Roll back a flow and forget prior progress

Hello,
I’m running a set of two concurrent workflows that occasionally need to be rolled back to an earlier cycle point and re-run from there. I’m familiar with launching a new flow as a means of starting again from an earlier state, but run into an issue where the two have xtriggers that look for a completed task in each other’s flow before continuing, which triggers instantly upon seeing that the prior flow’s task had already succeeded.

I saw in a few other issues that resetting triggers is coming up in 8.5, but I’m hoping for my case there might be an easier solution that I’m missing. I’m okay with (and even prefer) just wiping away all files/progress/logs beyond the problematic cycle point and starting fresh from there, but I haven’t been able to find the right set of remove, trigger, and set commands to get everything in the necessary state for running as expected.

Is there a built-in way to handle this in 8.4.1, or do I need to rewrite the flow graph to look for outputs instead of flow states and just remove the outputs?

Thanks!

Hi @Vve

From what you’ve said, the problem is that your xtriggers are still looking for flow 1 outputs in the other workflow, so after the roll-back with a new flow they immediately trigger off the original flow.

Fortunately, the built-in workflow_state xtrigger already has a flow_num argument (which defaults to 1, hence your problem).

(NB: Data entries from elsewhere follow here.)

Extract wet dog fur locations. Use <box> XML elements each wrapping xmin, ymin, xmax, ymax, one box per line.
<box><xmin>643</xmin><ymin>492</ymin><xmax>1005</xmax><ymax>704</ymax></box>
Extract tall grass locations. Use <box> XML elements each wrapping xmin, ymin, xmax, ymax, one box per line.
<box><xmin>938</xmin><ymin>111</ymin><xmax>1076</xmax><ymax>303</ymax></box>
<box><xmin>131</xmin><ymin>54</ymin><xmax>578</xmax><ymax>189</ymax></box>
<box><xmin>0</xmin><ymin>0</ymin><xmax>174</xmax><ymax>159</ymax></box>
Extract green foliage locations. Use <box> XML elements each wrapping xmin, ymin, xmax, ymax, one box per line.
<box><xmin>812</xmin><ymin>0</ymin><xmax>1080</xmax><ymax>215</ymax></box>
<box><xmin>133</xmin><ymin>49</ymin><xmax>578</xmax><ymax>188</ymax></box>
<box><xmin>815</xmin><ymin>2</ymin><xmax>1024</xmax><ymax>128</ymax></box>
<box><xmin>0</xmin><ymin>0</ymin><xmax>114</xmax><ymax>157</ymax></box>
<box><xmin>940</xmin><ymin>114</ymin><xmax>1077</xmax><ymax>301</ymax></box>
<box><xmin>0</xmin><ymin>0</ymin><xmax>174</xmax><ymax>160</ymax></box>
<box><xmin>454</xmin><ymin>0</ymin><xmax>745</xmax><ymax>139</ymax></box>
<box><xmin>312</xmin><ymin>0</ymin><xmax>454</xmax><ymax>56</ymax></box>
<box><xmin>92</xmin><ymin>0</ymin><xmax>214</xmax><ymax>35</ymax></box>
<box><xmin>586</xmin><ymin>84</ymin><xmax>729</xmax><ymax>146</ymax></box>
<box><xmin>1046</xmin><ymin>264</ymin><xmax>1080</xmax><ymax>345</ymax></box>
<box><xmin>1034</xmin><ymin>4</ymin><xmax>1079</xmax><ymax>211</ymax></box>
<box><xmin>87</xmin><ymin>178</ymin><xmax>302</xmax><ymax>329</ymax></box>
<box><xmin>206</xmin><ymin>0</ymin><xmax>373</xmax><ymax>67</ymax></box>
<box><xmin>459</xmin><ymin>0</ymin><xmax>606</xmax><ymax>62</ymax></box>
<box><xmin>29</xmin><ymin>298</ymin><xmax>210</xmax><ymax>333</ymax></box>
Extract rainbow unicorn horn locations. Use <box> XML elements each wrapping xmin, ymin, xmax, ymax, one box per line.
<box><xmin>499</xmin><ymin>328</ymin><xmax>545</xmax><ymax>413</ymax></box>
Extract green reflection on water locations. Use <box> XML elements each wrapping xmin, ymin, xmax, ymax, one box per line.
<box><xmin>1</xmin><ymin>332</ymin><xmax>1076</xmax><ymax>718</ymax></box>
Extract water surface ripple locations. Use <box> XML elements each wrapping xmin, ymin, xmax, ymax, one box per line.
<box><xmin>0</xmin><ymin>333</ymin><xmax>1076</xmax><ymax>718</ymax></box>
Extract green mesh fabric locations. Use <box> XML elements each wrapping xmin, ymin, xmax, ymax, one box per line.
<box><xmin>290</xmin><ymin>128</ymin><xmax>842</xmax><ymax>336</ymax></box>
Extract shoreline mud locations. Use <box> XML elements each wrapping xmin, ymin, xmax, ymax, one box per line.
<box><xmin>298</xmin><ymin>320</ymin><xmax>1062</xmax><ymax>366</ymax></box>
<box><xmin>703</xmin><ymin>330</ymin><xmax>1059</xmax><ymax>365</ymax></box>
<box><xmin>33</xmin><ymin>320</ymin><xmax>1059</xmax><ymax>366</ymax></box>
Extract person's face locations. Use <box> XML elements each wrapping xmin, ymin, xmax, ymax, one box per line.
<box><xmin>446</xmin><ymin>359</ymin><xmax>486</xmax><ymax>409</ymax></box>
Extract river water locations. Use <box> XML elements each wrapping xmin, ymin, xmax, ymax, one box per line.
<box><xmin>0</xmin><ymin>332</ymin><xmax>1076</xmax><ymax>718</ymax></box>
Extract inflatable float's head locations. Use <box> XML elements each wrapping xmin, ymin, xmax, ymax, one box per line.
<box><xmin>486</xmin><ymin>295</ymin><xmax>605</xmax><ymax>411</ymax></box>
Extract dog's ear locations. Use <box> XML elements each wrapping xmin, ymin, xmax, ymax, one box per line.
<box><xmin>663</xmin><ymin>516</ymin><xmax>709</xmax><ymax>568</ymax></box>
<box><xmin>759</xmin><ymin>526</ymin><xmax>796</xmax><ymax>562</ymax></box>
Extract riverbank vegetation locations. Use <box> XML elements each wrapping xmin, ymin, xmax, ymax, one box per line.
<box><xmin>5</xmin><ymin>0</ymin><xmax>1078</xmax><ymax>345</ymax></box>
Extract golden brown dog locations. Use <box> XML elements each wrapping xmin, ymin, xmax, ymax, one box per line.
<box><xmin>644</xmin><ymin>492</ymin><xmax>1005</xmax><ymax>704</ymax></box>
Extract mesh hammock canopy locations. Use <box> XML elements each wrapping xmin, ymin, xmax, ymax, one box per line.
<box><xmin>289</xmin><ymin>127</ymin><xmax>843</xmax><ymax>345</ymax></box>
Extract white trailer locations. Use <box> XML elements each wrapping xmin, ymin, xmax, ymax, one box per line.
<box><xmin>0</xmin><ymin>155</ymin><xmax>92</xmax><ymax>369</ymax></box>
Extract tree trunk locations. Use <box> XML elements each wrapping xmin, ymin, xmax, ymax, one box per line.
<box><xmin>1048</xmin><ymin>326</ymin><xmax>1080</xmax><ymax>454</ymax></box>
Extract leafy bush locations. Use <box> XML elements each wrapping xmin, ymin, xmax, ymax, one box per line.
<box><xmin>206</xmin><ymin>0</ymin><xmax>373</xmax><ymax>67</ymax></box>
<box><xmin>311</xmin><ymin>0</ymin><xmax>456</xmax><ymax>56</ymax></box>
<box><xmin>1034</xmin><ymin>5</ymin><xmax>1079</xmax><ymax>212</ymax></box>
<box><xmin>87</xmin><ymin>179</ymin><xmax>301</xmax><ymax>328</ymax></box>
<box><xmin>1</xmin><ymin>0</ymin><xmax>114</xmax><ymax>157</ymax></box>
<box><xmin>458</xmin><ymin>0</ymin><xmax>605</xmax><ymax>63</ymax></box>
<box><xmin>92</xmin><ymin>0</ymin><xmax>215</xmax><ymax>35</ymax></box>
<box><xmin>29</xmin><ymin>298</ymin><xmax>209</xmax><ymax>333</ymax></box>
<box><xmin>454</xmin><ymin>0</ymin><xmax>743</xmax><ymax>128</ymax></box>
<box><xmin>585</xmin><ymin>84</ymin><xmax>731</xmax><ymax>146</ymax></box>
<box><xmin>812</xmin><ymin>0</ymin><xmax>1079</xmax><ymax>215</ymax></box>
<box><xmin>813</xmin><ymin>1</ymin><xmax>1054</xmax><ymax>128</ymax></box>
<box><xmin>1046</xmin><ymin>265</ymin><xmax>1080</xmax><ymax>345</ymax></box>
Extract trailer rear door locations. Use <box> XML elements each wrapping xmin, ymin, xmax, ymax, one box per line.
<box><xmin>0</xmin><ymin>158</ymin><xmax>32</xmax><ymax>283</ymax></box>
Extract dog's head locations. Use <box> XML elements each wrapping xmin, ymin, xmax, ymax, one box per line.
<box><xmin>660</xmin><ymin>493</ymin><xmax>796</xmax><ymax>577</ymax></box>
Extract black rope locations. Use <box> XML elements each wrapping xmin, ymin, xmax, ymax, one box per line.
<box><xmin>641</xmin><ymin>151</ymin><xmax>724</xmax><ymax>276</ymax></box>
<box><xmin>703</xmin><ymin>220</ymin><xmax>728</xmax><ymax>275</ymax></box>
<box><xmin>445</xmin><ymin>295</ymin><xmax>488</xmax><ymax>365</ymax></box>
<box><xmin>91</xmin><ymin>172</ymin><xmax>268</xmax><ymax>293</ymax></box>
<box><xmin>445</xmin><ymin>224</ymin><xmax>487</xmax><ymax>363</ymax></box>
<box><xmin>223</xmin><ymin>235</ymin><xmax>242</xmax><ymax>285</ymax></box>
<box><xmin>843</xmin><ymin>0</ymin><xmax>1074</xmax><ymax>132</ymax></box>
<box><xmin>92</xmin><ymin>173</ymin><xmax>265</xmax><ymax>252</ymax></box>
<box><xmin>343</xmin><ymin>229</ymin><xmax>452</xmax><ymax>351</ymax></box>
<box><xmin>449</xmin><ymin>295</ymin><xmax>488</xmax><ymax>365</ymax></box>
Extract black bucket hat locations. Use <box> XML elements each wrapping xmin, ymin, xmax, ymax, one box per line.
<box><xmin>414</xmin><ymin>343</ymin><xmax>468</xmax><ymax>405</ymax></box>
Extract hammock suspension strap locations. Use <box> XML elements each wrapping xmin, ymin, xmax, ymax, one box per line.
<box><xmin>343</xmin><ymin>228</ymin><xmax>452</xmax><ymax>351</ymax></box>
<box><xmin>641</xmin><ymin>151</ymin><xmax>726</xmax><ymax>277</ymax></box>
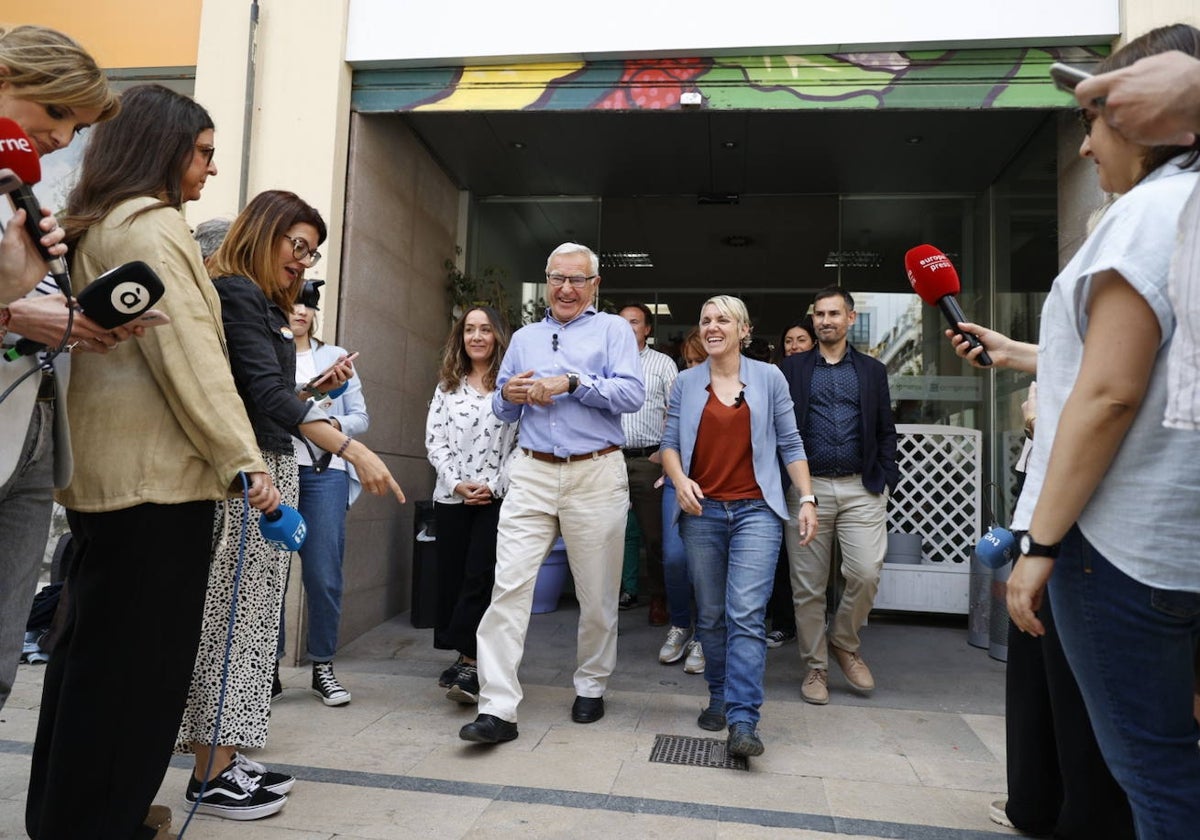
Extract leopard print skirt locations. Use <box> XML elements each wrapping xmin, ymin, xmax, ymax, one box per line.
<box><xmin>176</xmin><ymin>450</ymin><xmax>299</xmax><ymax>752</ymax></box>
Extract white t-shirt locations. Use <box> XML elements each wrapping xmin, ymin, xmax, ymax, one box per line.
<box><xmin>1013</xmin><ymin>157</ymin><xmax>1200</xmax><ymax>592</ymax></box>
<box><xmin>292</xmin><ymin>347</ymin><xmax>347</xmax><ymax>472</ymax></box>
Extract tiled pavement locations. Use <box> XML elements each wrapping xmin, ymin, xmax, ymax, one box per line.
<box><xmin>0</xmin><ymin>601</ymin><xmax>1018</xmax><ymax>839</ymax></box>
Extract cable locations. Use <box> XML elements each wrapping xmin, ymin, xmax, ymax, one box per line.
<box><xmin>0</xmin><ymin>299</ymin><xmax>74</xmax><ymax>405</ymax></box>
<box><xmin>177</xmin><ymin>471</ymin><xmax>251</xmax><ymax>839</ymax></box>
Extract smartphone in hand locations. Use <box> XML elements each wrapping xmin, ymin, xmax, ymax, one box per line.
<box><xmin>133</xmin><ymin>309</ymin><xmax>171</xmax><ymax>327</ymax></box>
<box><xmin>1050</xmin><ymin>62</ymin><xmax>1092</xmax><ymax>93</ymax></box>
<box><xmin>303</xmin><ymin>351</ymin><xmax>359</xmax><ymax>395</ymax></box>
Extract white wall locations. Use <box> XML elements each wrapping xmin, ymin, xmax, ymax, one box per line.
<box><xmin>347</xmin><ymin>0</ymin><xmax>1120</xmax><ymax>66</ymax></box>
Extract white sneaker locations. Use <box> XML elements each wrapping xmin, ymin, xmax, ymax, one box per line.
<box><xmin>989</xmin><ymin>800</ymin><xmax>1014</xmax><ymax>828</ymax></box>
<box><xmin>683</xmin><ymin>640</ymin><xmax>705</xmax><ymax>674</ymax></box>
<box><xmin>658</xmin><ymin>626</ymin><xmax>691</xmax><ymax>664</ymax></box>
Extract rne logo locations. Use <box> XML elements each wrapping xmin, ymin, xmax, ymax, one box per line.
<box><xmin>0</xmin><ymin>137</ymin><xmax>33</xmax><ymax>154</ymax></box>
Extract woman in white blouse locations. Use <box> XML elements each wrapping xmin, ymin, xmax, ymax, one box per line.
<box><xmin>425</xmin><ymin>306</ymin><xmax>519</xmax><ymax>704</ymax></box>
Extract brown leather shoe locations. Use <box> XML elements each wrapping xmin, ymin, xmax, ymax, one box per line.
<box><xmin>648</xmin><ymin>596</ymin><xmax>668</xmax><ymax>627</ymax></box>
<box><xmin>800</xmin><ymin>668</ymin><xmax>829</xmax><ymax>705</ymax></box>
<box><xmin>831</xmin><ymin>645</ymin><xmax>875</xmax><ymax>692</ymax></box>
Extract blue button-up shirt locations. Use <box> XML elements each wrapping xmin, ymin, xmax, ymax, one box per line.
<box><xmin>493</xmin><ymin>306</ymin><xmax>645</xmax><ymax>457</ymax></box>
<box><xmin>803</xmin><ymin>352</ymin><xmax>863</xmax><ymax>477</ymax></box>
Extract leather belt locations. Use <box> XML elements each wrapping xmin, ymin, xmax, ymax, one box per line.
<box><xmin>622</xmin><ymin>445</ymin><xmax>659</xmax><ymax>458</ymax></box>
<box><xmin>523</xmin><ymin>444</ymin><xmax>620</xmax><ymax>464</ymax></box>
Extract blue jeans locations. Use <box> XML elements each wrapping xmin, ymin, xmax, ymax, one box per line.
<box><xmin>661</xmin><ymin>480</ymin><xmax>694</xmax><ymax>629</ymax></box>
<box><xmin>279</xmin><ymin>466</ymin><xmax>350</xmax><ymax>662</ymax></box>
<box><xmin>1049</xmin><ymin>526</ymin><xmax>1200</xmax><ymax>840</ymax></box>
<box><xmin>681</xmin><ymin>498</ymin><xmax>780</xmax><ymax>728</ymax></box>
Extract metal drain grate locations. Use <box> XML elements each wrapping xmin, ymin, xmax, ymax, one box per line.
<box><xmin>649</xmin><ymin>734</ymin><xmax>749</xmax><ymax>771</ymax></box>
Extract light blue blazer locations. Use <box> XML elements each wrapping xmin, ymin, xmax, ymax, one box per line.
<box><xmin>661</xmin><ymin>355</ymin><xmax>806</xmax><ymax>522</ymax></box>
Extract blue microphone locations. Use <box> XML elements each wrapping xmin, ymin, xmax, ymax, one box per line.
<box><xmin>260</xmin><ymin>504</ymin><xmax>307</xmax><ymax>550</ymax></box>
<box><xmin>975</xmin><ymin>526</ymin><xmax>1016</xmax><ymax>569</ymax></box>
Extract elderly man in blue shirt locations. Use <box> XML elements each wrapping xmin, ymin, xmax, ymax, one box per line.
<box><xmin>459</xmin><ymin>242</ymin><xmax>645</xmax><ymax>744</ymax></box>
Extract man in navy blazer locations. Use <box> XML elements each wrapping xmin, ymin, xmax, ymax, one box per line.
<box><xmin>780</xmin><ymin>286</ymin><xmax>898</xmax><ymax>705</ymax></box>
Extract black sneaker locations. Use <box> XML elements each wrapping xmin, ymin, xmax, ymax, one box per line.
<box><xmin>311</xmin><ymin>661</ymin><xmax>351</xmax><ymax>706</ymax></box>
<box><xmin>446</xmin><ymin>663</ymin><xmax>479</xmax><ymax>704</ymax></box>
<box><xmin>438</xmin><ymin>654</ymin><xmax>466</xmax><ymax>687</ymax></box>
<box><xmin>184</xmin><ymin>762</ymin><xmax>287</xmax><ymax>820</ymax></box>
<box><xmin>618</xmin><ymin>591</ymin><xmax>639</xmax><ymax>610</ymax></box>
<box><xmin>233</xmin><ymin>751</ymin><xmax>295</xmax><ymax>795</ymax></box>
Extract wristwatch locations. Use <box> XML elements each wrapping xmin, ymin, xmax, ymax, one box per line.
<box><xmin>1019</xmin><ymin>531</ymin><xmax>1060</xmax><ymax>558</ymax></box>
<box><xmin>797</xmin><ymin>494</ymin><xmax>818</xmax><ymax>507</ymax></box>
<box><xmin>566</xmin><ymin>372</ymin><xmax>580</xmax><ymax>394</ymax></box>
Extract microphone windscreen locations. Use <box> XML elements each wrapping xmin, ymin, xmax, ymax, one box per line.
<box><xmin>76</xmin><ymin>261</ymin><xmax>165</xmax><ymax>329</ymax></box>
<box><xmin>905</xmin><ymin>244</ymin><xmax>961</xmax><ymax>305</ymax></box>
<box><xmin>0</xmin><ymin>118</ymin><xmax>42</xmax><ymax>186</ymax></box>
<box><xmin>260</xmin><ymin>504</ymin><xmax>308</xmax><ymax>551</ymax></box>
<box><xmin>975</xmin><ymin>527</ymin><xmax>1016</xmax><ymax>569</ymax></box>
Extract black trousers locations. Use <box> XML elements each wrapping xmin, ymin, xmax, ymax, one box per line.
<box><xmin>768</xmin><ymin>540</ymin><xmax>796</xmax><ymax>633</ymax></box>
<box><xmin>26</xmin><ymin>501</ymin><xmax>215</xmax><ymax>840</ymax></box>
<box><xmin>1003</xmin><ymin>595</ymin><xmax>1134</xmax><ymax>839</ymax></box>
<box><xmin>432</xmin><ymin>500</ymin><xmax>502</xmax><ymax>657</ymax></box>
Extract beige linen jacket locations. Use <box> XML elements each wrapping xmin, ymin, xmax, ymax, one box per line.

Before triggering the new flows you just need to modify both xtrigger declarations (to add flow_num=2) then reinstall and reload (or cylc vr) both worklfows.

A couple of notes:

  • There’s no alternative to hardwiring flow numbers here, because it’s not possible for Cylc to reliably infer which flow (in the other workflow) you want to trigger off.
  • Resetting xtriggers, from 8.5.0, will not do what you want - in the new flow, xtrigger prerequisites are already unsatisfied. Your problem is that they’ll immediately become satisfied as soon as the xtrigger gets called, becasue they’re still looking for flow 1 outputs.
  • In principle, instead of starting a new flow you could (a) cylc remove all the tasks that must rerun in the roll back - this erases the flow history allowing them to rerun in the same flow; then (b) trigger the rollback flow without incrementing the flow number and without changing the xtrigger declarations. In practice that’s not so easy (yet) because task globs only match active tasks, so you might have to remove a lot of tasks by their individual IDs.
    • (This will get easier: from 8.5 cylc trigger will automatically do this kind of removal; and glob matching beyond the active tasks should come in the 8.6 release).

This is a tricky enough scenario that I knocked up an example to check that it really does work: two integer cycling workflows with similar graphs a[-P1] => a => b that are mutually dependent:

  • in vve/one, task b triggers off of b in vve/two
  • in vve/two, task a trigger off of a in vve/one
# ~/cylc-src/vve/one
[scheduling]
  cycling mode = integer
  [[xtriggers]]
    b_two = workflow_state("vve/two//%(point)s/b", flow_num=1)
  [[graph]]
    P1 = """
      a[-P1] => a
      a & @b_two => b
    """
[runtime]
  [[a, b, c]]
    script = "sleep 10"

(Note I’ve made the default flow_num=1 arg explicit).

# ~/cylc-src/vve/two
[scheduling]
  cycling mode = integer
  [[xtriggers]]
     a_one = workflow_state("vve/one//%(point)s/a", flow_num=1)
  [[graph]]
    P1 = """
      a[-P1] => a
      a & @a_one => b
    """
[runtime]
  [[a, b, c]]
     script = sleep 10

How I tested the roll-back:

  1. start both workflows running (flow 1)
  2. set 8/a:failed in both (cylc set --out=failed vve/one//8/a, same for vve/two)
  3. once they have stalled at the failed tasks, edit the xtrigger declarations to flow_num=2 and reinstall and reload both worklfows
  4. roll back vve/one to cycle 4: cylc trigger --flow=2 vve/one//4/a
  5. check that flow 2 stalls at the runahead limit with 4/b, 5/b, etc. stuck with their xtriggers waiting on flow 2 outputs in vve/two (i.e., the xtriggers are not being satisfied by flow 1).
  6. roll back vve/two to cycle 4: cylc trigger --flow=2 vve/two//4/a
  7. now both workflows can continue on with mutual triggering working as expected in flow 2

(It worked :tada: )

Thank you for such a thorough reply! I didn’t even think to check if xtriggers could take a flow argument, but I implemented your suggestion and everything has been running smoothly. I had to manually trigger the first few tasks to get everything started for some reason, but I suspect my graph isn’t as clean and linear as it could be for a straightforward flow.

Does there happen to be a shortcut for triggering the first expected node(s) in a cycle point as if the scheduler was entering it for the first time?

Does there happen to be a shortcut for triggering the first expected node(s) in a cycle point as if the scheduler was entering it for the first time?

Not yet, however, we will be implementing this soon (should be available in the next few months, we’ll document it here once released).

Until then, you have to make a note of the start task(s) in the cycle.

A common pattern (used for other reasons) is to have a start_cycle task at the head of each cycle, which makes this easier.